Editorial December 1999 Issue

Positively Convinced

Purely positive training: Seeing is believing.

Just when I started to think I knew something about dogs ... I had the pleasure of learning about a large and talented branch of the canine family tree that I knew nothing about: scent dogs. Best of all, I was delighted to discover that these dogs are trained to the highest levels of competency without the use of any force-based training methods.

Late last spring, I read a small item in my local paper announcing the arrival of some 70-plus Bloodhounds and other scent dogs in my town for a training clinic for scent dogs used for law enforcement. I called the host of the clinic, local police officer and Bloodhound handler, Jeff Schettler, to ask permission to attend one of the training sessions. “The public is welcome to come and watch,” he said, laughing, “but you’ll have to find us first!”

Schettler explained that there were six instructors, each leading handlers and their dogs through a different scenting challenge, working from locations throughout the area. For instance, they would be conducting a long-distance “manhunt” throughout the brushy Oakland hills, as well as practicing following trails in a highly trafficked city environment.

I selected a location where we were most likely to find one of the instructors, and set out with my son, Eli. We also brought Eli’s two best friends (twins Brendan and Michael) and their mom, Maureen. Our dog-loving neighbors and their Golden Retriever, Sadie, have been active participants in WDJ product tests and photo shoots since Day 1, so of course, we invited them along.
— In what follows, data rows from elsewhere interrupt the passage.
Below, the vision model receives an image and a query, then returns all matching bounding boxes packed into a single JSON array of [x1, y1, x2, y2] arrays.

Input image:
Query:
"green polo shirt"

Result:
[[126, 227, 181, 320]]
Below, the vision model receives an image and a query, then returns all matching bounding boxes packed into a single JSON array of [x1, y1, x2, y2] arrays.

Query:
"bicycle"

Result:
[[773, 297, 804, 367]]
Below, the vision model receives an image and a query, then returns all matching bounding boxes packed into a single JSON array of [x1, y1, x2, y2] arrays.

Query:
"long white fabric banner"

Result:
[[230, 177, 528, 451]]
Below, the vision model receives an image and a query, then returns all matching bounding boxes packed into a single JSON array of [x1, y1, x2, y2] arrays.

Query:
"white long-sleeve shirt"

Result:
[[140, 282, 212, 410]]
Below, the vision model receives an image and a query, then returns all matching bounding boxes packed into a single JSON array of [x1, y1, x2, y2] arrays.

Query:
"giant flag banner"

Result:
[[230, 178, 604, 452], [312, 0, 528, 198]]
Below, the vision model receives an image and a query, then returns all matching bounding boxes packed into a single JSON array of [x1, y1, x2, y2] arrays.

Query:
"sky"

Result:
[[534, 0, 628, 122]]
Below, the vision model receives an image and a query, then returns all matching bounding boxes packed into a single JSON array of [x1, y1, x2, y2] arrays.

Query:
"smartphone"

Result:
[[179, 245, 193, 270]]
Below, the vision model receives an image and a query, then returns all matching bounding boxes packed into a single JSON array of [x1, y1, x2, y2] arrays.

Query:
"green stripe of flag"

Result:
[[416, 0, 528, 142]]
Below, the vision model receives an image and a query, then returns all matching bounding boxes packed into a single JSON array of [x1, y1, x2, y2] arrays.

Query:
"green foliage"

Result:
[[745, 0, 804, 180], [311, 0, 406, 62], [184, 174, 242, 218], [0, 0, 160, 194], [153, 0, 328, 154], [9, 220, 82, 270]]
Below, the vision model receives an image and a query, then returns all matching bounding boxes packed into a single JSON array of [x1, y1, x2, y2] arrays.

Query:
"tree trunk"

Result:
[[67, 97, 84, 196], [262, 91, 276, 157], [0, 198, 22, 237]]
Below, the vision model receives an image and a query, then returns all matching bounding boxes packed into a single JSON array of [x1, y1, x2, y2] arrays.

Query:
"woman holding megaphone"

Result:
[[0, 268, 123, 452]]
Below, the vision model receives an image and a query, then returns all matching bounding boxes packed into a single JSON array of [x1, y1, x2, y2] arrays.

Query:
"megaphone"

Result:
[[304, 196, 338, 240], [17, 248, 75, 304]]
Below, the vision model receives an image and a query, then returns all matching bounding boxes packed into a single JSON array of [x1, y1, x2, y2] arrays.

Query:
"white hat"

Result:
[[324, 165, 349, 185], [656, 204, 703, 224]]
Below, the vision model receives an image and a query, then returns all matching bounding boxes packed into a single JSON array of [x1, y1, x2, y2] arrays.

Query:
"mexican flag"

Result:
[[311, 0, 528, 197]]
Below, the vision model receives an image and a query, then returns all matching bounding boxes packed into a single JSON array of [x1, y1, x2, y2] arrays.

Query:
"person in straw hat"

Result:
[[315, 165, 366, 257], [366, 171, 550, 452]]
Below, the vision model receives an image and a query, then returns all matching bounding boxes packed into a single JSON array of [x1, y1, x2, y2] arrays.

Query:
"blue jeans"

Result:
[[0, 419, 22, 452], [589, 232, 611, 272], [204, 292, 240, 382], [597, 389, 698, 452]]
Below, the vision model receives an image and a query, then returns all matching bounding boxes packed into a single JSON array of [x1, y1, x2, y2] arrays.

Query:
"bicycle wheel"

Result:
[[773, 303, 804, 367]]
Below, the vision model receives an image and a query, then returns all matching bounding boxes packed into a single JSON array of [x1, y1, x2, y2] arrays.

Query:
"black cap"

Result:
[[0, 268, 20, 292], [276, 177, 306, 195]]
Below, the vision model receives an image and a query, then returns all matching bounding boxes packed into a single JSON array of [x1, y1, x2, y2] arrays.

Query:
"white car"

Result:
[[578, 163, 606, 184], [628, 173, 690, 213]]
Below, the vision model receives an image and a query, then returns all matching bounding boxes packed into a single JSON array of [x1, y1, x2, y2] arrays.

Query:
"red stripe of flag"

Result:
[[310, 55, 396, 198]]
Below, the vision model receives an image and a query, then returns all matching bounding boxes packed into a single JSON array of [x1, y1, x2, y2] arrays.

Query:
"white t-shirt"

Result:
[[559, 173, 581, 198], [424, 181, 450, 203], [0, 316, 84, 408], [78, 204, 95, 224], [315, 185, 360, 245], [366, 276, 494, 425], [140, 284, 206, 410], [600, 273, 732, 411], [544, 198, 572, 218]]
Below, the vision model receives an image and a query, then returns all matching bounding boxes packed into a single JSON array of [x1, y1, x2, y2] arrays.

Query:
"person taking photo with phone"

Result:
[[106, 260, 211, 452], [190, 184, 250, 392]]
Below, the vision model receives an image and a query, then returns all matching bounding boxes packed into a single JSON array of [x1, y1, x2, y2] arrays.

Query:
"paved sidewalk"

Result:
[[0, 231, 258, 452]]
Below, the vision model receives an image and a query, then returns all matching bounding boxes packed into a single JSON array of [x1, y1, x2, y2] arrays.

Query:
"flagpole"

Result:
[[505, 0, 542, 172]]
On the drive to the clinic, I asked the boys if they knew what Bloodhounds were. “Those are the dogs that find you if you’re lost!” they all answered – and, then, “Can WE get lost?!” they all wanted to know.

We found a group right away. I introduced myself and my companions to the instructor and asked permission to take photos of the session. I also mentioned that the three seven-year-olds with me were eager to “get lost” for the dogs. “Tell you what,” said the instructor, Timothy McClung, Chief of Police in Perkins Township, Sandusky, Ohio. “We were going to do something called a ‘split trail’ exercise. We could use one kid to act like a kidnap victim.” He pointed to one of the students in the class, a towering man with a shaved head, a thick black moustache, dressed in heavy black Army boots and a green Army fatigues. “He’s going to be the kidnapper.” Suddenly the kids weren’t so sure about volunteering!
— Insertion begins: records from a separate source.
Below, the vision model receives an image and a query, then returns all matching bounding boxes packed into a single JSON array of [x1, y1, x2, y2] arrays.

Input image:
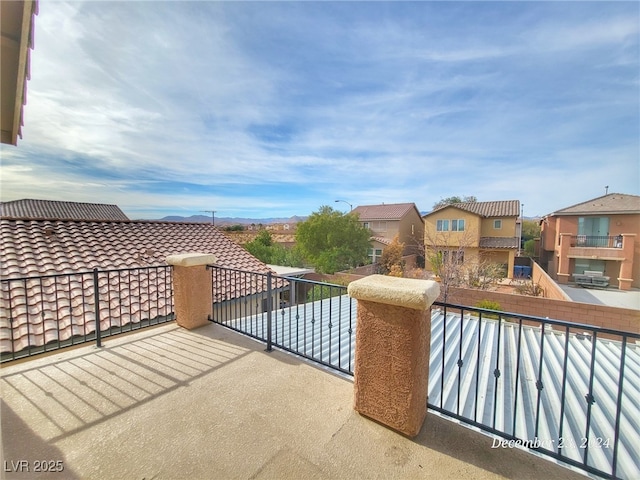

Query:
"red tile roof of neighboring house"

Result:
[[425, 200, 520, 218], [352, 203, 420, 221], [0, 219, 268, 278], [478, 237, 518, 248], [371, 237, 393, 245], [0, 199, 129, 221], [551, 193, 640, 215], [0, 219, 278, 353]]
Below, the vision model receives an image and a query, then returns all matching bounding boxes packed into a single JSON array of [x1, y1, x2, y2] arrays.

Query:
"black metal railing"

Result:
[[571, 235, 622, 248], [0, 265, 174, 362], [209, 266, 356, 375], [428, 302, 640, 478]]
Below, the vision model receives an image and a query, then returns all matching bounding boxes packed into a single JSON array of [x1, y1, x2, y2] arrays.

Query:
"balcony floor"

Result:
[[0, 324, 584, 479]]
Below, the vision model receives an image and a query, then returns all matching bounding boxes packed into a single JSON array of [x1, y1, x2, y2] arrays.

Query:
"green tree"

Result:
[[296, 205, 371, 273], [244, 230, 304, 267], [433, 195, 478, 210]]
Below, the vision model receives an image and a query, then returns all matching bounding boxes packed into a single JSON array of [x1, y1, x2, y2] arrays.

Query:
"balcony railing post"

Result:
[[93, 268, 102, 347], [166, 253, 216, 330], [267, 271, 273, 352], [348, 275, 440, 437]]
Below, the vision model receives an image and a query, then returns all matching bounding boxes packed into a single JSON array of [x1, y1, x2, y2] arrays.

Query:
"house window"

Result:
[[438, 250, 464, 265], [373, 222, 387, 232], [436, 220, 449, 232], [451, 220, 464, 232], [367, 248, 382, 263]]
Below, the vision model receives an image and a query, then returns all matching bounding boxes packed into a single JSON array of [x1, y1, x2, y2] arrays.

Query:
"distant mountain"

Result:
[[155, 215, 307, 225]]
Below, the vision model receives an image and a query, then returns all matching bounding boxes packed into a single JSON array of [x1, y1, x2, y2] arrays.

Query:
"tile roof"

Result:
[[0, 219, 276, 353], [371, 237, 393, 245], [479, 237, 518, 248], [551, 193, 640, 215], [352, 203, 420, 221], [425, 200, 520, 218], [0, 218, 268, 278], [0, 199, 129, 221]]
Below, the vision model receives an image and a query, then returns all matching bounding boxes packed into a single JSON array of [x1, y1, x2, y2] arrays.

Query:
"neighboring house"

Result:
[[0, 217, 270, 353], [351, 203, 424, 263], [423, 200, 521, 278], [540, 193, 640, 290], [0, 199, 129, 222]]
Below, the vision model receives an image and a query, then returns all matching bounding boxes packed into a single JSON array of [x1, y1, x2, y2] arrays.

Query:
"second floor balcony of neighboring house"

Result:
[[560, 234, 634, 260]]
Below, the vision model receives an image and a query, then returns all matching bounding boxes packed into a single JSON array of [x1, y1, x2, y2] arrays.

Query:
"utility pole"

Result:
[[200, 210, 216, 226]]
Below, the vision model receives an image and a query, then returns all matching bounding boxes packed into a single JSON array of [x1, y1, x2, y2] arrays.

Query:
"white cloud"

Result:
[[2, 2, 640, 216]]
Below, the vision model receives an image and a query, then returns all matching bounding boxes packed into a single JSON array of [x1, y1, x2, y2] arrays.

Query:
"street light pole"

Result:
[[336, 200, 353, 211]]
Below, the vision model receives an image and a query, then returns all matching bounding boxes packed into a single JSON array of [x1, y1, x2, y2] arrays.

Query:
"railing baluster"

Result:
[[611, 335, 627, 478], [583, 331, 598, 465], [558, 326, 569, 454], [533, 322, 545, 438], [267, 271, 273, 352], [511, 317, 522, 437]]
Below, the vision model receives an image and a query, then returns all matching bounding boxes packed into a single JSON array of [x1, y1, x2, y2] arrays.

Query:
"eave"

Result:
[[0, 0, 38, 145]]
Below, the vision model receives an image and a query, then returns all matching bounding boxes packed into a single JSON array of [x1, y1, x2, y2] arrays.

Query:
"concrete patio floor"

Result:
[[0, 324, 584, 480]]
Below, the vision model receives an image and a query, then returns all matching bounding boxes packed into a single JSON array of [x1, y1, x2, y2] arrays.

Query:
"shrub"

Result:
[[307, 285, 346, 302], [515, 280, 544, 297]]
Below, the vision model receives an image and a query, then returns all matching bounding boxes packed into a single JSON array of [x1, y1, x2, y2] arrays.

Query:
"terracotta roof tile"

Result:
[[352, 203, 420, 221], [425, 200, 520, 218], [0, 219, 276, 352], [0, 199, 129, 222], [551, 193, 640, 215]]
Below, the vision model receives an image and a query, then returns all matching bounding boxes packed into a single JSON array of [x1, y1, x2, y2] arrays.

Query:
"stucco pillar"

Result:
[[507, 250, 516, 278], [166, 253, 216, 330], [348, 275, 440, 437], [557, 233, 572, 283], [618, 233, 636, 290]]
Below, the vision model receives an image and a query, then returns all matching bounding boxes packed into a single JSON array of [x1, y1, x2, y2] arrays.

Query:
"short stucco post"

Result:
[[618, 233, 636, 290], [166, 253, 216, 330], [348, 275, 440, 437]]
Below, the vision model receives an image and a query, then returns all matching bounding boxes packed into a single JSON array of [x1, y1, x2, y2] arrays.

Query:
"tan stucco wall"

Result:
[[424, 207, 480, 247], [398, 209, 424, 255], [542, 214, 640, 288], [480, 217, 517, 238]]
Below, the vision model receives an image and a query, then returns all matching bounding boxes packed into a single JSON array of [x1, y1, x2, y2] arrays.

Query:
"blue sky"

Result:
[[1, 0, 640, 219]]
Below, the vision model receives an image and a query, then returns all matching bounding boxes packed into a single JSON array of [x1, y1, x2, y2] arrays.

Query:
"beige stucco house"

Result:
[[0, 0, 38, 145], [540, 193, 640, 290], [352, 203, 424, 263], [423, 200, 521, 278]]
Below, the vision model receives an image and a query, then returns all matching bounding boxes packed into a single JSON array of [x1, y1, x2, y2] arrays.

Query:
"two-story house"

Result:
[[351, 203, 424, 263], [540, 193, 640, 290], [423, 200, 521, 278]]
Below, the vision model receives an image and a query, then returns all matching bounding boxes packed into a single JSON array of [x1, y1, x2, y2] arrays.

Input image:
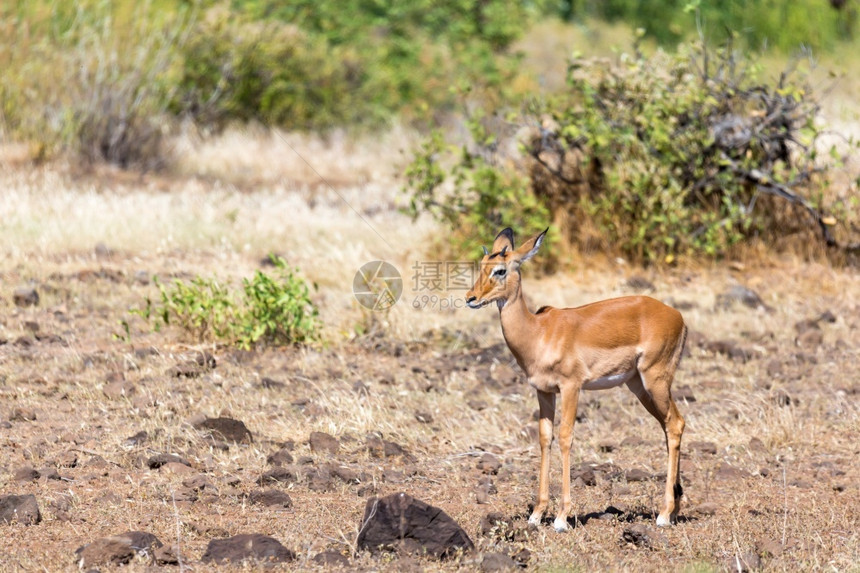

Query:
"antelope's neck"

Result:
[[499, 284, 539, 373]]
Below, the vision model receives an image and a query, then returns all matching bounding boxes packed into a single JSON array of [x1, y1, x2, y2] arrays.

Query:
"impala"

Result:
[[466, 228, 687, 531]]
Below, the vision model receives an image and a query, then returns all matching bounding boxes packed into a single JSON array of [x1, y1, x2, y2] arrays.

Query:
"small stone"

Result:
[[102, 380, 137, 400], [200, 533, 296, 563], [690, 501, 720, 516], [356, 493, 475, 558], [248, 489, 293, 508], [75, 531, 163, 569], [12, 287, 39, 307], [9, 406, 36, 422], [689, 442, 717, 454], [266, 448, 293, 466], [194, 417, 253, 443], [146, 454, 191, 470], [415, 412, 433, 424], [308, 432, 340, 455], [476, 453, 502, 475], [12, 466, 39, 482], [621, 523, 667, 549], [312, 551, 349, 568], [624, 468, 651, 482], [260, 466, 299, 483], [756, 538, 785, 557], [481, 552, 519, 573], [726, 552, 761, 573], [0, 494, 42, 525]]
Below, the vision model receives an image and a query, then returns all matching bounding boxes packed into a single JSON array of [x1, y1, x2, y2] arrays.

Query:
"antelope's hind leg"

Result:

This “split trail” exercise was where my education about these amazing dogs began. The exercise replicated a situation where someone was kidnapped; you want to find the victim, but then you’d like to find the unknown kidnapper, too. First, the instructor rubbed a small square of gauze on the head of Brendan, the chosen “victim.” He put the gauze in a Ziploc bag, and then the kidnapper picked Brendan up and carried him away to an unseen location in an apartment complex. Then he set the boy down, and hid himself somewhere else in the complex.

About 40 minutes later, one of the students, reserve police officer Dennis Slavin, of South Pasadena, California, brought out his dog, Tinkerbelle. One whiff of Brendan’s gauze, and the dog took off like a shot, baying with excitement. Despite the fact that Brendan’s feet never even touched the ground, with a scent so fresh, Tinkerbelle didn’t hesitate; she ran straight to where the boy was hidden. Slavin praised her, and immediately gave her the command to search again. She gave Brendan another sniff – and took off baying again, straight to where the “kidnapper” was hiding.

All I can say is, if, God forbid, anyone I know ever disappears for real, I’m calling for a positively trained Bloodhound, first thing.